Hello everyone,
I am seeking to model the decomposition of a reacting solid domain as it is heated by surrounding flow. As the domain is heated, it ejects gases out of its boundaries. In the System Coupling approach, the fluid domain is modeled with an Ansys Fluent participant (passing heat flux to System Coupling), and the solid domain is modeled with an external Python participant (passing wall temperature to System Coupling).
This example "Heat transfer in a square channel" from the System Coupling Participant Library documentation gets me remarkably close to my end goal. It covers the heat transfer between Fluent and an external Python process.
The missing piece is how to perform the one-way passing of species mass flux from the external Python solver to Fluent.

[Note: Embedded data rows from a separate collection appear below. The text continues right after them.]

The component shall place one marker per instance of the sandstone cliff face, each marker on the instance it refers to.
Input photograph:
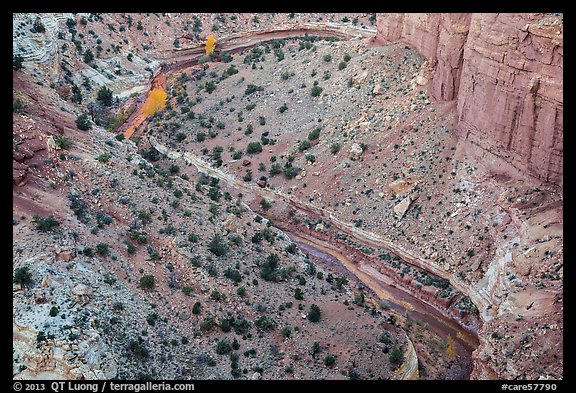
(505, 73)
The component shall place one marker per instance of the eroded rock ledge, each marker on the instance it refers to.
(505, 73)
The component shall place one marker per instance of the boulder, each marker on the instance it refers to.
(401, 208)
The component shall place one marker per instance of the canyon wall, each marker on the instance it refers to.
(505, 73)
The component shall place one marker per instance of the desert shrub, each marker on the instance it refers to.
(147, 281)
(83, 123)
(334, 148)
(396, 356)
(265, 323)
(315, 91)
(314, 313)
(329, 360)
(44, 224)
(251, 88)
(105, 96)
(254, 147)
(223, 347)
(217, 246)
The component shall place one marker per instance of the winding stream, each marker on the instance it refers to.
(322, 252)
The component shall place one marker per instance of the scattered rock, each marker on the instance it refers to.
(401, 208)
(355, 151)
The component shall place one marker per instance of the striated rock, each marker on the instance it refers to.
(401, 208)
(65, 254)
(355, 151)
(510, 101)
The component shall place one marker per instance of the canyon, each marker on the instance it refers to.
(514, 140)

From reviewing the documentation, it appears that species mass flux is not a supported transfer variable out-of-the-box - this makes sense because typically anything dealing with species mass flux would be performed within the internals of the CFD participant.
My two paths forward are:
1. I see that UDMs are supported as input variables for a Fluent participant, but I have not been able to pin down any examples or documentation on how to accomplish this. If I can write to a face UDM (an F_UDMI) in Fluent, that would allow me to handle the injection of gas using UDFs. Does anyone have any pointers on how to do this? With this approach, I am able to stay in System Couplings standard Python API.
2. Possibly step into the PyAnsys ecosystem. I would perform a write operation on my Fluent participant using direct pyfluent calls to write information from the external Python solver to the fluid domain - within every pysystemcoupling solution step. I have a suspicion that injecting information into the PyFluent participant would clash with PySystemCoupling's solution process.
If anyone could provide input on how to accomplish this mass injection into Fluent via System Coupling - particularly how to transfer information to a UDM - that would be amazing.